The Chôra- Abyss - Anarchy - Groundless Ground

Chôra, a Greek Word meaning Place

Representing Nothing: Virtual Reality and Plato’s Chôra

At its simplest, my project attempts to represent a particular philosophical conception of nothing using virtual reality.  I began with my doctoral research into the reception history of Plato’s notion of the Chôra through F.W.J. Schelling and eventually Martin Heidegger, Ray L. Hart, and Mark C. Taylor. Each of these thinkers engages with the question of how to think nothing (from the Greek μὴ ὄν) – to re-present a no-thing using a philosophical vocabulary – which becomes a self-defeating endeavor. Nothing is always just out of reach, receding into an abyssal interplay that ruptures its own ground.

On top of this philosophical foundation I added a theoretical framework for virtual reality. [1] What makes VR an intriguing medium to explore abyssal nothingness? It boils down to VR’s main gimmick: an immersive, interactive, and potentially intersubjective networked telepresence. [2] The very name, Virtual Reality, combines a strange oxymoron that blurs distinction between absence and presence. [3] Putting on the bulky VR equipment takes you to another place, bringing with it a sense of embodied presence without actually changing anything about the place you reside, yet you still feel its impact. You can become motion sick in a virtual world in the interplay of the virtual and the real. When coupled with nothingness, VR embodies a Matrix style dilemma. Where does the virtual end and the real begin or end? More broadly this applies to images and code, which we can translate into the classical dilemmas from Platonic or Kantian idealism. The search for an abyssal nothingness is just this kind of search for a ground, balancing the realm of being (order/code/reason) with becoming (image/empirical/virtual) through the medium of negation.

Finally, I created a VR experience using Unity, an open access software, with technical support from David ‘Jhave’ Johnston and Ollivier Dyens. Titled, “Representing Nothing: Virtual Reality and Plato's Chôra,” the project poses a question. How does one represent a non(re)presentable substrate, a nothing? My answer: By demonstrating its uncanny negation that hovers between presence and absence. A groundless ground. A Mise en Abyme. An Infinite Mirror Recursion placed into the abyss at the ruptures of the virtual and the real.

Opening Scene – Above an endless seascape surrounded by dark storm clouds. The camera begins a slow descent. You hear the sound of waves growing louder as you descend.

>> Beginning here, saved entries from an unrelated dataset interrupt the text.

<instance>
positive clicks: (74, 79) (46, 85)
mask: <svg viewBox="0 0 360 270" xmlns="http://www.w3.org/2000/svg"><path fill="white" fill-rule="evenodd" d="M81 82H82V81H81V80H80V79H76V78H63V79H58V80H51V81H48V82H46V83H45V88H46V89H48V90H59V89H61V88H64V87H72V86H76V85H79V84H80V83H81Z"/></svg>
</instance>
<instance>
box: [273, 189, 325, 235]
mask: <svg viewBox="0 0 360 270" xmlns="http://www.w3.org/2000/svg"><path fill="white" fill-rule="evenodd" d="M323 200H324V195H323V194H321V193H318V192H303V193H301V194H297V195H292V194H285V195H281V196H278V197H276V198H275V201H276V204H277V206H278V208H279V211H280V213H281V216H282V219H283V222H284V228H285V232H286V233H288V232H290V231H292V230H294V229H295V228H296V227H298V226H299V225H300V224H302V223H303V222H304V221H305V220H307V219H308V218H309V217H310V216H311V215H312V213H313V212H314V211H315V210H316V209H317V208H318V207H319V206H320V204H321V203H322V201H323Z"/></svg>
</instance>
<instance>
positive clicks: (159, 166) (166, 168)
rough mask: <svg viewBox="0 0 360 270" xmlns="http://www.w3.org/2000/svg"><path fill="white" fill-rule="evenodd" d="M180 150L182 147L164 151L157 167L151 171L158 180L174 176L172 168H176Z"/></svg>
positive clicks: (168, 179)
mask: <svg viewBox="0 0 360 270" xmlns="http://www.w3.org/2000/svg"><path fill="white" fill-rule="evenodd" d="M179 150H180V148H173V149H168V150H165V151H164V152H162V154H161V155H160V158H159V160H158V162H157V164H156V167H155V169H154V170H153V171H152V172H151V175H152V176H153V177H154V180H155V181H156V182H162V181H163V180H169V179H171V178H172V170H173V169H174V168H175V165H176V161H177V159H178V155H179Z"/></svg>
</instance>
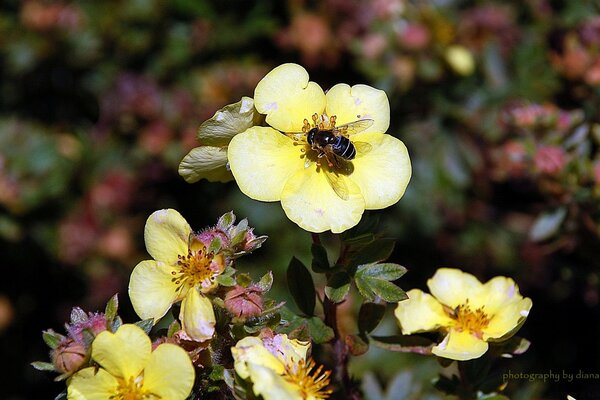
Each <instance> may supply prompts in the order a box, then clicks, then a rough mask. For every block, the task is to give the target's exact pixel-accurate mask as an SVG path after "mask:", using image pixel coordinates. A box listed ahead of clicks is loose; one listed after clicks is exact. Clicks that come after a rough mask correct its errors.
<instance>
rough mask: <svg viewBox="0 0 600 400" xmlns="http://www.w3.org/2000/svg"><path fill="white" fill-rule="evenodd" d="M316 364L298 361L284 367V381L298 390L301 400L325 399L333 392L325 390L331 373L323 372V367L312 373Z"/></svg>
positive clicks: (314, 370)
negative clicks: (294, 362) (284, 371)
mask: <svg viewBox="0 0 600 400" xmlns="http://www.w3.org/2000/svg"><path fill="white" fill-rule="evenodd" d="M315 366H316V363H315V362H314V361H313V360H312V359H309V360H308V362H306V361H305V360H300V362H299V363H298V364H294V365H291V366H286V368H285V372H284V375H283V377H284V379H285V380H286V381H288V382H290V383H292V384H294V385H296V386H298V388H299V389H300V394H301V396H302V398H303V399H307V398H309V397H313V398H315V399H326V398H328V397H329V395H330V394H331V393H332V392H333V390H331V389H327V386H329V376H330V375H331V371H323V366H322V365H319V367H318V368H317V369H316V370H314V371H313V368H314V367H315Z"/></svg>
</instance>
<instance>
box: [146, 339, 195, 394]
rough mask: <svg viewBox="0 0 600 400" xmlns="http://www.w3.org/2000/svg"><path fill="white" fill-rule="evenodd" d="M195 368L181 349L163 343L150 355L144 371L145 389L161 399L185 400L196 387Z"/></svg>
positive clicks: (189, 358) (180, 348)
mask: <svg viewBox="0 0 600 400" xmlns="http://www.w3.org/2000/svg"><path fill="white" fill-rule="evenodd" d="M194 375H195V374H194V367H193V366H192V362H191V360H190V357H189V356H188V354H187V352H186V351H185V350H183V349H182V348H181V347H179V346H176V345H174V344H170V343H163V344H161V345H160V346H158V347H157V348H156V350H154V351H153V352H152V354H151V355H150V358H149V359H148V363H147V364H146V368H145V369H144V389H145V390H148V391H149V392H150V393H152V394H155V395H158V397H159V398H161V399H170V400H184V399H186V398H187V396H188V395H189V394H190V392H191V391H192V386H193V385H194Z"/></svg>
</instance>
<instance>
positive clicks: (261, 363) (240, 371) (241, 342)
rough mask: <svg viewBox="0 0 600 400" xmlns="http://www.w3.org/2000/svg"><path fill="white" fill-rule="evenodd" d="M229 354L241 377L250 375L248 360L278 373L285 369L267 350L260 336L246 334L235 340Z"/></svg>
mask: <svg viewBox="0 0 600 400" xmlns="http://www.w3.org/2000/svg"><path fill="white" fill-rule="evenodd" d="M231 354H232V355H233V360H234V367H235V372H236V373H237V374H238V375H239V376H240V377H241V378H242V379H247V378H248V377H249V376H250V371H249V370H248V363H249V362H252V363H253V364H258V365H262V366H263V367H265V368H269V369H271V370H273V371H274V372H275V373H276V374H278V375H279V374H282V373H283V372H284V371H285V367H284V365H283V363H282V362H281V361H280V360H279V359H278V358H277V357H275V356H274V355H273V354H271V352H270V351H269V350H267V348H266V347H265V346H264V344H263V342H262V340H260V338H257V337H255V336H247V337H245V338H243V339H242V340H240V341H239V342H237V344H236V345H235V347H232V348H231Z"/></svg>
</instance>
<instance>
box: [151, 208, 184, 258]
mask: <svg viewBox="0 0 600 400" xmlns="http://www.w3.org/2000/svg"><path fill="white" fill-rule="evenodd" d="M190 233H192V228H190V225H189V224H188V223H187V221H186V220H185V219H184V218H183V217H182V216H181V214H179V212H177V211H175V210H173V209H165V210H159V211H155V212H153V213H152V215H150V217H148V220H147V221H146V227H145V228H144V240H145V241H146V250H148V253H150V255H151V256H152V258H154V259H155V260H156V261H162V262H165V263H167V264H175V263H176V262H177V256H179V255H187V252H188V247H187V246H188V239H189V236H190Z"/></svg>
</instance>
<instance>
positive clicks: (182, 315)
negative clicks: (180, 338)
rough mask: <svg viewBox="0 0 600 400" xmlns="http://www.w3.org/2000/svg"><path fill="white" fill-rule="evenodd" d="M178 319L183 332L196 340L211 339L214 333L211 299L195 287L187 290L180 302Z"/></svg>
mask: <svg viewBox="0 0 600 400" xmlns="http://www.w3.org/2000/svg"><path fill="white" fill-rule="evenodd" d="M179 320H180V321H181V325H182V327H183V330H184V331H185V333H187V334H188V336H190V337H191V338H192V339H194V340H195V341H197V342H203V341H205V340H208V339H211V338H212V336H213V334H214V333H215V324H216V322H217V321H216V319H215V312H214V310H213V307H212V303H211V301H210V300H209V299H208V298H206V297H205V296H203V295H201V294H200V293H199V292H198V290H196V288H192V289H191V290H189V291H188V293H187V295H186V296H185V297H184V299H183V301H182V302H181V310H180V311H179Z"/></svg>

A voice begins to recite the tone poem Speaking the Chôra

Second Scene – You drop through the ocean into a grey space. The ocean above you. Hints of cloud around you. Still descending. The waves turn to droplets. You pass through a sphere. A black box looms beneath you.

Third Scene – You fall into a black box. The droplets turn into the sound of cicadas thrumming. White lines react to your movement, creating odd geometries. As you descend a surface comes into view. 2 mirrors and between them a projection surface, showing a live video feed of you in real life wearing your VR headset. The mirrors capture the image of the real, warping it into a mise en abyme, an infinite recursion.